Nilai-nilai dalam Sutra Kwan Kong menguatkan semangat ini. Menghargai sesama, tidak mengadu domba, tidak mengajak orang lain berbuat jahat, menolong yang lemah, membangun fasilitas umum, mencetak kitab suci, hingga menjaga kelestarian lingkungan, semuanya adalah bentuk nyata dari cinta tanah air.
Kwan Kong mengingatkan:
“Kalau kita menyimpan pikiran jahat dan tidak melakukan perbuatan baik, maka karma buruk akan datang. Jika tidak pada diri sendiri, maka pada anak cucu.”

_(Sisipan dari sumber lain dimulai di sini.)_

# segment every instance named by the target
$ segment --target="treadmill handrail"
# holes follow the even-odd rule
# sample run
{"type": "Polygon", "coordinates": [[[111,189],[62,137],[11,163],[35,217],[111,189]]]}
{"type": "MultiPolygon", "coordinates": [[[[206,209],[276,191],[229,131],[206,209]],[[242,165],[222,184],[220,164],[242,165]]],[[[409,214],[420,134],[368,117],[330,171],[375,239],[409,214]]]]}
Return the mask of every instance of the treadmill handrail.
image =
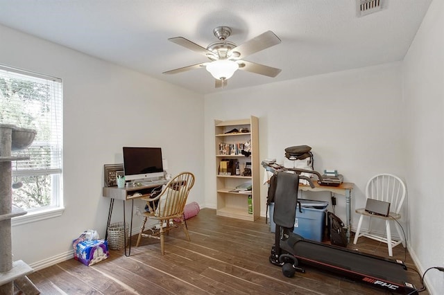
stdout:
{"type": "Polygon", "coordinates": [[[280,165],[276,164],[274,162],[268,162],[266,161],[263,161],[262,163],[262,167],[264,167],[267,171],[270,171],[273,175],[276,175],[278,172],[284,172],[284,171],[292,171],[299,175],[300,179],[307,180],[310,184],[310,187],[311,188],[314,188],[314,184],[313,184],[313,181],[311,178],[305,176],[300,175],[301,173],[309,173],[314,174],[318,177],[318,182],[322,181],[323,179],[322,179],[322,175],[321,173],[316,170],[307,170],[306,169],[300,169],[300,168],[289,168],[287,167],[282,166],[280,165]]]}

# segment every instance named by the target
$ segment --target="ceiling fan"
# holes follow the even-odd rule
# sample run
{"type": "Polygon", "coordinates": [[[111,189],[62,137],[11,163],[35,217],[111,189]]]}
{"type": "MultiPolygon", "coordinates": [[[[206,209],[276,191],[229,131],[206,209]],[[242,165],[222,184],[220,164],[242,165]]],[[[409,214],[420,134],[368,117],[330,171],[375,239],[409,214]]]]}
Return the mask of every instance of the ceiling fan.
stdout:
{"type": "Polygon", "coordinates": [[[239,46],[227,40],[231,35],[231,28],[228,26],[216,27],[213,30],[213,34],[219,41],[210,44],[207,48],[183,37],[169,38],[169,41],[202,54],[210,61],[167,71],[163,73],[174,74],[205,67],[216,79],[216,88],[219,88],[227,85],[227,80],[237,69],[272,78],[280,73],[280,69],[244,60],[248,55],[280,44],[280,39],[272,31],[268,30],[239,46]]]}

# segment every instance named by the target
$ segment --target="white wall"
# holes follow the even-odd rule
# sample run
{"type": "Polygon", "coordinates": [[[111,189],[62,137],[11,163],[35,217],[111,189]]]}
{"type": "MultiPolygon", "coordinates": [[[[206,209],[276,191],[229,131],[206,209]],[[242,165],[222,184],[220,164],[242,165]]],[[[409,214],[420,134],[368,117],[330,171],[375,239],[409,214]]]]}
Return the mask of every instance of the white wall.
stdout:
{"type": "MultiPolygon", "coordinates": [[[[201,95],[4,26],[0,35],[1,64],[63,80],[66,209],[14,226],[15,260],[44,265],[64,258],[86,229],[104,237],[110,199],[102,197],[103,165],[123,163],[123,145],[161,147],[169,172],[196,175],[189,202],[204,204],[201,95]]],[[[121,221],[122,203],[114,204],[112,222],[121,221]]],[[[139,225],[135,218],[133,229],[139,225]]]]}
{"type": "MultiPolygon", "coordinates": [[[[370,177],[379,172],[404,176],[401,102],[400,63],[206,96],[207,206],[216,206],[214,120],[250,115],[259,117],[261,160],[282,162],[286,148],[308,145],[314,154],[315,170],[337,169],[345,181],[355,184],[352,208],[364,206],[364,190],[370,177]]],[[[266,188],[262,186],[263,216],[266,188]]],[[[307,194],[330,201],[328,193],[307,194]]],[[[345,198],[336,199],[336,215],[345,221],[345,198]]]]}
{"type": "MultiPolygon", "coordinates": [[[[422,271],[444,265],[444,1],[434,1],[403,63],[411,252],[422,271]]],[[[430,294],[443,273],[427,272],[430,294]]]]}

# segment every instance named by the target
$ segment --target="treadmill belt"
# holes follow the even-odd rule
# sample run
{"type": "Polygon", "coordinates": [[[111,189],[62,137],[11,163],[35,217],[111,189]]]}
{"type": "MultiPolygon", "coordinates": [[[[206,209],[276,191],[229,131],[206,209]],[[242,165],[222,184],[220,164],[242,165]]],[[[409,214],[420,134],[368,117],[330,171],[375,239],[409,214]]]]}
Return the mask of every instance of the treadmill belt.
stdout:
{"type": "Polygon", "coordinates": [[[304,240],[290,238],[288,246],[291,247],[291,252],[302,262],[324,265],[336,271],[346,269],[397,283],[407,281],[403,265],[394,261],[304,240]]]}

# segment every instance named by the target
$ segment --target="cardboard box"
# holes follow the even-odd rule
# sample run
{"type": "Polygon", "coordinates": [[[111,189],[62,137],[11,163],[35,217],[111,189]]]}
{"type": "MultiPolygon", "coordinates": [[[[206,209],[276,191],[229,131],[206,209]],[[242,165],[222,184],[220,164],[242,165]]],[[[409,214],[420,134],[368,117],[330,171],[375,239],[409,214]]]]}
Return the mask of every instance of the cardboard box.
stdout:
{"type": "Polygon", "coordinates": [[[73,247],[74,259],[85,265],[95,265],[110,256],[108,243],[103,240],[78,241],[77,239],[73,242],[73,247]]]}

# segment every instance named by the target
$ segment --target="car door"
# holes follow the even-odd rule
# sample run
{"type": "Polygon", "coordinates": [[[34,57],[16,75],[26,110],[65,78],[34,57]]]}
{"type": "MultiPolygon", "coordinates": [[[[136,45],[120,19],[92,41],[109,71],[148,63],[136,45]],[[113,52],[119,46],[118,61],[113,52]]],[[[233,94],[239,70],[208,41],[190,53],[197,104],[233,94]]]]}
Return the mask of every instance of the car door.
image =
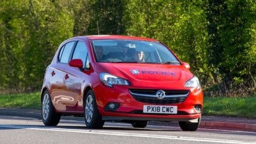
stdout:
{"type": "Polygon", "coordinates": [[[81,59],[83,61],[83,68],[73,67],[70,65],[67,67],[65,72],[68,79],[66,82],[67,94],[70,101],[66,102],[66,110],[70,111],[83,111],[83,95],[82,92],[82,83],[84,80],[83,70],[86,68],[86,60],[88,54],[86,45],[81,41],[78,41],[73,51],[71,60],[81,59]],[[72,101],[71,101],[72,100],[72,101]]]}
{"type": "Polygon", "coordinates": [[[52,104],[57,111],[65,111],[65,104],[71,101],[67,90],[66,83],[68,79],[66,68],[75,42],[73,41],[64,45],[58,54],[57,61],[52,62],[48,70],[51,75],[49,85],[52,104]]]}

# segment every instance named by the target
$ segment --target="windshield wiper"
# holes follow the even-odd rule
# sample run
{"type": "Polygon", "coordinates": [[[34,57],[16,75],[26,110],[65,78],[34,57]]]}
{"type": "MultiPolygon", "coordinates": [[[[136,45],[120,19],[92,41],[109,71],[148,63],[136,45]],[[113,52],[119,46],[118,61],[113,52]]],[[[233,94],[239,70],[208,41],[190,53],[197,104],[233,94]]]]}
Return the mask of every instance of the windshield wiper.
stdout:
{"type": "Polygon", "coordinates": [[[180,64],[180,62],[179,61],[165,61],[165,62],[160,62],[160,64],[180,64]]]}

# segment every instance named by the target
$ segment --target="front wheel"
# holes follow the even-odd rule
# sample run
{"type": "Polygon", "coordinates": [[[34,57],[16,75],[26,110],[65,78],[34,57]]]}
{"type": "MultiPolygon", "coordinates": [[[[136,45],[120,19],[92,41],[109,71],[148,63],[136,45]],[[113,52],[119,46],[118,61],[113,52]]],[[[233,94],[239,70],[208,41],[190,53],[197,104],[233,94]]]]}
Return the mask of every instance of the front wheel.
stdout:
{"type": "Polygon", "coordinates": [[[45,126],[57,126],[61,118],[61,114],[56,113],[50,95],[46,90],[43,92],[42,101],[42,120],[45,126]]]}
{"type": "Polygon", "coordinates": [[[197,123],[189,121],[179,121],[180,129],[183,131],[196,131],[200,125],[201,117],[198,118],[197,123]]]}
{"type": "Polygon", "coordinates": [[[92,90],[88,91],[83,104],[85,121],[89,129],[101,129],[104,124],[98,110],[95,97],[92,90]]]}

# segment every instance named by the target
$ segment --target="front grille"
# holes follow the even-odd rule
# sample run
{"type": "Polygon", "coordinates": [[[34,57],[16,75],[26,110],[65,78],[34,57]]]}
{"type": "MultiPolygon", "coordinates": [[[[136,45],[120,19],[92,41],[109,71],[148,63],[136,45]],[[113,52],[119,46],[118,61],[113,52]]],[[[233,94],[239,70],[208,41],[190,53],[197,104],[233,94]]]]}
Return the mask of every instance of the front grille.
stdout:
{"type": "Polygon", "coordinates": [[[152,104],[174,104],[183,102],[189,94],[189,90],[166,90],[163,99],[157,96],[158,90],[129,89],[132,96],[138,101],[152,104]]]}

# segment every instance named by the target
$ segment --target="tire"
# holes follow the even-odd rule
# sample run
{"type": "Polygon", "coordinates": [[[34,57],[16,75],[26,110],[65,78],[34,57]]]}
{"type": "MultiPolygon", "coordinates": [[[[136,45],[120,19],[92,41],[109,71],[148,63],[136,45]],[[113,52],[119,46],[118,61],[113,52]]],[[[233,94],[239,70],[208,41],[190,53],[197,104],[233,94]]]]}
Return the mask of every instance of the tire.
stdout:
{"type": "Polygon", "coordinates": [[[56,113],[47,90],[43,92],[42,100],[41,112],[43,124],[45,126],[57,126],[61,119],[61,114],[56,113]]]}
{"type": "Polygon", "coordinates": [[[146,127],[148,123],[148,121],[137,121],[137,122],[135,122],[133,123],[132,123],[132,126],[134,128],[145,128],[146,127]]]}
{"type": "Polygon", "coordinates": [[[198,118],[198,123],[191,123],[189,121],[179,121],[180,129],[183,131],[196,131],[200,125],[201,117],[198,118]]]}
{"type": "Polygon", "coordinates": [[[95,97],[92,90],[86,94],[83,103],[85,121],[86,127],[89,129],[101,129],[104,125],[99,114],[96,103],[95,97]]]}

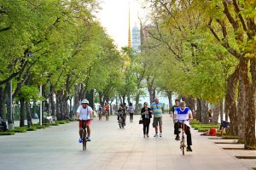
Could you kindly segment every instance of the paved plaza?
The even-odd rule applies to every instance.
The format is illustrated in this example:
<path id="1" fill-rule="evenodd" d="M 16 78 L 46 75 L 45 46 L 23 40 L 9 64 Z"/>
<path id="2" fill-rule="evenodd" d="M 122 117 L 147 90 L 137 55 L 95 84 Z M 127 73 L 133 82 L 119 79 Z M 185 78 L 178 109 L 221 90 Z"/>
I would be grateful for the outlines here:
<path id="1" fill-rule="evenodd" d="M 103 117 L 104 118 L 104 117 Z M 128 116 L 127 116 L 128 118 Z M 92 141 L 86 151 L 78 142 L 78 122 L 51 127 L 35 132 L 0 136 L 1 170 L 246 170 L 256 167 L 255 160 L 238 160 L 235 156 L 256 156 L 256 151 L 226 150 L 192 130 L 193 152 L 182 156 L 179 142 L 174 140 L 173 123 L 164 116 L 162 138 L 143 137 L 139 116 L 119 129 L 116 116 L 110 121 L 93 120 Z M 230 146 L 232 145 L 232 146 Z"/>

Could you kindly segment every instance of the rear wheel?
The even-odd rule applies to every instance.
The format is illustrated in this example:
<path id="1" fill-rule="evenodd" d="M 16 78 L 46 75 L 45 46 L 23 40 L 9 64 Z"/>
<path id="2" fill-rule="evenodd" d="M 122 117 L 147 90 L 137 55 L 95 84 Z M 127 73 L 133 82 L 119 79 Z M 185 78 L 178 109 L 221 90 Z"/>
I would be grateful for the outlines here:
<path id="1" fill-rule="evenodd" d="M 184 137 L 183 137 L 182 141 L 181 141 L 181 144 L 182 144 L 182 151 L 183 151 L 183 155 L 185 155 L 185 142 L 184 142 Z"/>
<path id="2" fill-rule="evenodd" d="M 83 139 L 83 150 L 86 150 L 86 131 L 85 130 L 83 130 L 82 139 Z"/>

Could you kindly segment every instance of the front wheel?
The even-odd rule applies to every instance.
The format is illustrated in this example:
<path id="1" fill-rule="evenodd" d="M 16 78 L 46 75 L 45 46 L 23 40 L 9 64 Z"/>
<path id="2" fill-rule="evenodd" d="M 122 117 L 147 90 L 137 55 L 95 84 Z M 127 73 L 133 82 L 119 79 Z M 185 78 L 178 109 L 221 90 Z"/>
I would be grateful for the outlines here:
<path id="1" fill-rule="evenodd" d="M 84 130 L 83 130 L 82 139 L 83 139 L 83 150 L 86 150 L 86 131 Z"/>
<path id="2" fill-rule="evenodd" d="M 184 143 L 184 139 L 182 139 L 181 144 L 182 144 L 183 155 L 184 156 L 185 155 L 185 143 Z"/>

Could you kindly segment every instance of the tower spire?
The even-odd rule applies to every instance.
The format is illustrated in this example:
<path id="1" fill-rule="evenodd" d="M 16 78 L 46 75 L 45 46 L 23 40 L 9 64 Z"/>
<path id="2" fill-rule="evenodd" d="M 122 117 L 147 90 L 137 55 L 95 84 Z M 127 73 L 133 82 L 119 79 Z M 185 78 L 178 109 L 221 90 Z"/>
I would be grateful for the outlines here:
<path id="1" fill-rule="evenodd" d="M 128 47 L 131 48 L 131 26 L 130 26 L 130 2 L 129 2 L 129 28 L 128 28 Z"/>

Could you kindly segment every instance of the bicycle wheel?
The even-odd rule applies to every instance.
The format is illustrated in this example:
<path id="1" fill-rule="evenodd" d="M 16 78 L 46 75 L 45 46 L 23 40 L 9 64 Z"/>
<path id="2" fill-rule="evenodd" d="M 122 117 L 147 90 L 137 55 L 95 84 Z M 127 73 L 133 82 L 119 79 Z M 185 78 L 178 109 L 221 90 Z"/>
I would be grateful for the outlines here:
<path id="1" fill-rule="evenodd" d="M 86 150 L 86 131 L 85 130 L 83 130 L 83 150 Z"/>
<path id="2" fill-rule="evenodd" d="M 121 121 L 119 121 L 119 128 L 122 128 L 122 126 L 121 126 L 122 122 L 121 122 Z"/>
<path id="3" fill-rule="evenodd" d="M 183 151 L 183 155 L 184 156 L 185 155 L 185 143 L 184 143 L 184 137 L 183 136 L 183 139 L 182 139 L 182 151 Z"/>

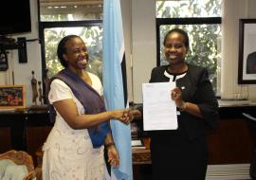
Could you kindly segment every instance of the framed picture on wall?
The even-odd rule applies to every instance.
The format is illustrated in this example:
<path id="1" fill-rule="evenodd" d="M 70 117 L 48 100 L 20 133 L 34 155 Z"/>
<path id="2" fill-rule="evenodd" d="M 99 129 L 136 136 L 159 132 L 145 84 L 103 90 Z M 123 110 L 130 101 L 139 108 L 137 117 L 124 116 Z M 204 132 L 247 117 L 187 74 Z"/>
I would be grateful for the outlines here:
<path id="1" fill-rule="evenodd" d="M 238 83 L 256 83 L 256 19 L 239 20 Z"/>
<path id="2" fill-rule="evenodd" d="M 0 109 L 26 107 L 24 85 L 0 85 Z"/>

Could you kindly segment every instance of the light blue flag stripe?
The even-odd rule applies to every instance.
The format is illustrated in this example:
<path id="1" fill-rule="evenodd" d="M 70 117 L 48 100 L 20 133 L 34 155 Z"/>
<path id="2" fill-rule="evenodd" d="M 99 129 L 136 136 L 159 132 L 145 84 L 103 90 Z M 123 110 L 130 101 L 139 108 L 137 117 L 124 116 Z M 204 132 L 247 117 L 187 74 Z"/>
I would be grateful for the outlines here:
<path id="1" fill-rule="evenodd" d="M 103 4 L 103 87 L 108 110 L 125 107 L 121 61 L 124 39 L 119 0 L 104 0 Z M 132 180 L 131 127 L 111 120 L 111 128 L 120 164 L 112 169 L 118 180 Z"/>

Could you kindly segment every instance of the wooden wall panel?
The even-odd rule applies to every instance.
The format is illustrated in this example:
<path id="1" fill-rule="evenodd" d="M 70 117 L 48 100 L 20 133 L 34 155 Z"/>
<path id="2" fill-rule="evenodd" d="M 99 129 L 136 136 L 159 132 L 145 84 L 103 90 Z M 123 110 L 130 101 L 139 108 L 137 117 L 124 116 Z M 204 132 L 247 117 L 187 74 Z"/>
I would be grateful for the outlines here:
<path id="1" fill-rule="evenodd" d="M 0 153 L 11 149 L 10 128 L 0 128 Z"/>

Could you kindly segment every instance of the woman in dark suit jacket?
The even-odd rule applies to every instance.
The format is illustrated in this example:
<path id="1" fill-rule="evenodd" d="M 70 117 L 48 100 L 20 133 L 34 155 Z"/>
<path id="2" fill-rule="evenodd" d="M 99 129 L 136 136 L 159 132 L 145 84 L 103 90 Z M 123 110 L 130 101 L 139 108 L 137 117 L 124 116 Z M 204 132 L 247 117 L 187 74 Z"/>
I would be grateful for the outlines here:
<path id="1" fill-rule="evenodd" d="M 177 107 L 178 129 L 149 132 L 153 179 L 203 180 L 208 164 L 206 132 L 217 126 L 218 102 L 206 68 L 185 62 L 188 34 L 170 30 L 164 39 L 169 65 L 152 70 L 150 82 L 175 81 L 172 99 Z M 133 111 L 136 118 L 142 109 Z"/>

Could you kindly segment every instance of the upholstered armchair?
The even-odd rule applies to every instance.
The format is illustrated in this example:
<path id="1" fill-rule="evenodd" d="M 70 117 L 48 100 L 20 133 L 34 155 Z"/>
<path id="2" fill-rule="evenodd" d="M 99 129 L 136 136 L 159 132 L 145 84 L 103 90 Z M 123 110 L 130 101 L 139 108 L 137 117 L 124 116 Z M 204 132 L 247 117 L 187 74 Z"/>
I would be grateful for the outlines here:
<path id="1" fill-rule="evenodd" d="M 1 180 L 32 180 L 35 171 L 32 157 L 26 152 L 11 150 L 0 154 Z"/>

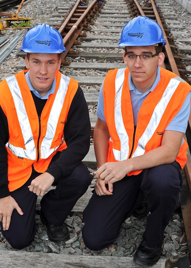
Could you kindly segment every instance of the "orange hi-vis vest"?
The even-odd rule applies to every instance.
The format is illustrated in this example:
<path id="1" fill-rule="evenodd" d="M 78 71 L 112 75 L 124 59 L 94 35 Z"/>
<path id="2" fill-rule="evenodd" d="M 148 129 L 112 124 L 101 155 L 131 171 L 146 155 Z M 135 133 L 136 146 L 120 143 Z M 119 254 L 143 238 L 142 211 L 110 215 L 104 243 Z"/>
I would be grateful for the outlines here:
<path id="1" fill-rule="evenodd" d="M 127 68 L 109 71 L 103 85 L 104 115 L 110 137 L 107 162 L 142 155 L 161 145 L 163 133 L 182 106 L 191 87 L 173 73 L 160 68 L 161 80 L 144 100 L 134 126 Z M 183 139 L 176 159 L 182 168 L 188 146 Z M 128 176 L 142 170 L 129 172 Z"/>
<path id="2" fill-rule="evenodd" d="M 9 188 L 12 191 L 30 177 L 32 165 L 38 172 L 47 169 L 58 151 L 67 146 L 63 131 L 77 81 L 56 73 L 55 93 L 50 94 L 38 118 L 22 71 L 6 78 L 0 85 L 0 105 L 7 118 Z"/>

Di tengah berbagai tantangan bangsa dari krisis integritas hingga ketimpangan sosial, keteladanan seperti Kwan Kong sangat relevan. “Spirit nasionalisme itu yang harus diteladani, spirit itu bukan berkaitan dengan negeri leluhur tapi keterkaitan tentang di mana kita tinggal,” kata Adrian. “Passport saya hijau, berarti loyalitas saya harus terikat dengan NKRI.”
Dalam tradisi Taois, pemujaan pada tokoh berjasa seperti Kwan Kong bukan kultus personal, melainkan penghormatan pada nilai. Kwan Kong dihormati bukan karena asal-usulnya, tapi karena keberanian, kejujuran, dan keadilannya. Ia menjadi simbol bahwa pemimpin yang adil akan menuai kesetiaan, dan rakyat yang setia berhak mendapat keadilan.
“Seseorang bisa setia dengan siapapun asalkan dia diberi keadilan… prinsip kesetiaan itu selalu dikaitkan dengan keadilan,” ujar Adrian. “Kita sebagai warga negara Kesatuan Republik Indonesia juga harus melihat banyak problem di republik kita yang berkaitan dengan keadilan. Paling gampang: keadilan sosial, keadilan hukum, dll.”
Refleksi Hari Kebesaran Kwan Kong pada akhirnya bukan hanya tentang menghormati masa lalu, tetapi juga menumbuhkan harapan dan keberanian moral untuk menghadapi masa depan. Bahwa nilai-nilai yang diwariskan Kwan Kong : keadilan, kesetiaan, dan integritas bisa menjadi fondasi peradaban baru yang lebih manusiawi dan beradab.
“Semua perbuatan baik harus dilakukan dengan penuh keyakinan. Biarpun tidak ada orang yang melihat, para dewa mengetahuinya,” sabda Kwan Kong dalam Sutra Kwan Shen Ti Cin.
Sebuah pesan suci yang makin relevan di era sekarang: di mana integritas menjadi langka, dan kesetiaan kadang ditukar dengan keuntungan sesaat. Mungkin inilah warisan paling berharga dari Kwan Kong bahwa menjadi manusia sepenuhnya adalah tetap berdiri tegak, bahkan ketika tak ada yang melihat.